Селина проявляет сердечность, о которой я и предположить не могла. Я запомнила ее суровой, острой на язык особой, но, конечно, тогда она вела себя подобным образом, потому что считала меня соперницей. Теперь же этот ее страх давно канул в прошлое. Думаю, она изменилась именно благодаря простому и в то же время всемогущему чувству взаимной любви. Теперь в Селине есть внутренняя спокойная красота, ее глаза сияют — когда я впервые встретила ее в Ливерпуле, почти десять лет назад, об этом не было и речи. Она радушно приняла нас с Дэвидом, когда я появилась у них на пороге, и помогла мне заново приспособиться к жизни, от которой я давно отвыкла. Мне понадобилось время, чтобы поправить здоровье и снова обрести силы, но Селине, кажется, доставляло радость помогать мне и видеть, что я выздоравливаю. Была ли в этом заслуга Шейкера, или у Селины обнаружился врожденный талант, которому он только помог раскрыться, но она несомненно обладает способностями к врачеванию.

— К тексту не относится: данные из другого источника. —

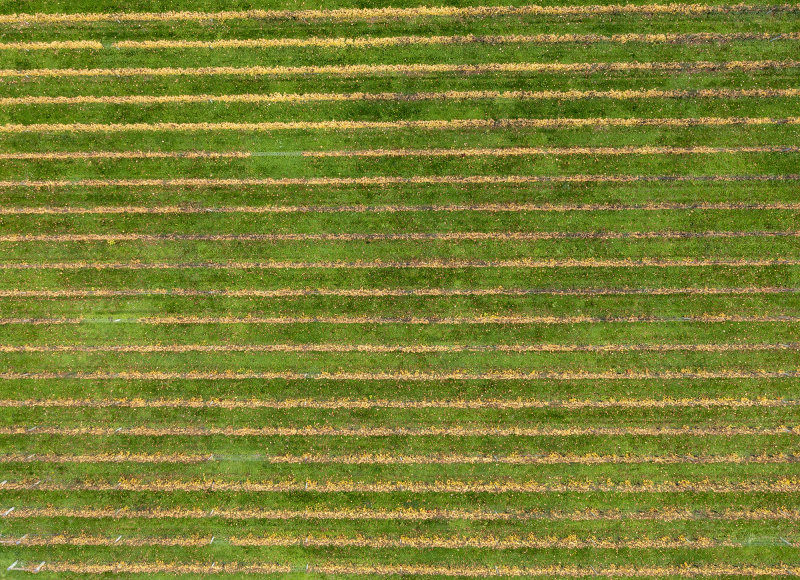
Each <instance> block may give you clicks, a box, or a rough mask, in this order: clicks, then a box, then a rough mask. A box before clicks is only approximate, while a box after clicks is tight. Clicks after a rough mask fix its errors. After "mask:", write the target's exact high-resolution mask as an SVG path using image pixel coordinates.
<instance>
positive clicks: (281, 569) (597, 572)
mask: <svg viewBox="0 0 800 580" xmlns="http://www.w3.org/2000/svg"><path fill="white" fill-rule="evenodd" d="M38 571H43V572H70V573H76V574H108V573H126V574H157V573H171V574H197V575H201V574H214V573H220V574H279V573H283V574H289V573H292V572H298V571H299V569H298V570H296V569H294V567H293V566H291V565H288V564H284V565H280V564H244V563H241V564H240V563H236V562H224V563H216V562H215V563H213V564H212V563H175V562H153V563H131V562H115V563H111V564H93V563H84V562H45V563H44V564H43V565H42V566H41V567H40V568H39V570H38ZM305 572H306V573H310V574H330V575H357V576H364V575H371V576H394V575H404V576H465V577H471V578H489V577H497V576H506V577H522V576H560V577H569V578H576V577H581V578H582V577H586V576H606V577H614V578H631V577H638V576H648V577H667V576H680V577H683V578H695V577H717V578H719V577H721V576H728V575H731V576H750V577H757V576H773V577H777V576H798V575H800V566H790V565H783V564H779V565H775V566H751V565H730V564H700V565H694V564H684V565H682V566H643V567H639V566H627V565H625V566H615V565H610V566H607V567H599V568H596V567H592V566H561V565H552V566H536V567H524V568H520V567H517V566H480V565H476V566H446V565H428V564H384V565H381V564H374V565H360V564H309V565H308V566H306V567H305Z"/></svg>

Ни Шейкер, ни Селина не знают о том, кто настоящий отец Дэвида, их осведомленность о моей жизни в Индии ограничивается письмами, которые я писала. Им этого вполне достаточно.
По воскресеньям, после службы в церкви, мы с Дэвидом, держась за руки, идем домой по тихой, обсаженной деревьями дороге, что ведет в деревню. Шейкер с Селиной идут на несколько шагов впереди, склонив головы друг к другу и обсуждая проповедь и все новости, которые они услышали в церкви. В такие моменты мы с Дэвидом говорим об Индии и об отличиях жизни здесь от тамошней жизни. Он хорошо помнит Калькутту и не знает других мест, кроме нее и этой деревни. Я рассказываю ему о Ливерпуле — описываю дома, оживленные улицы, поезд. Я пообещала, что скоро мы вместе навестим этот город и прокатимся на огромном, испускающем пар звере в Манчестер.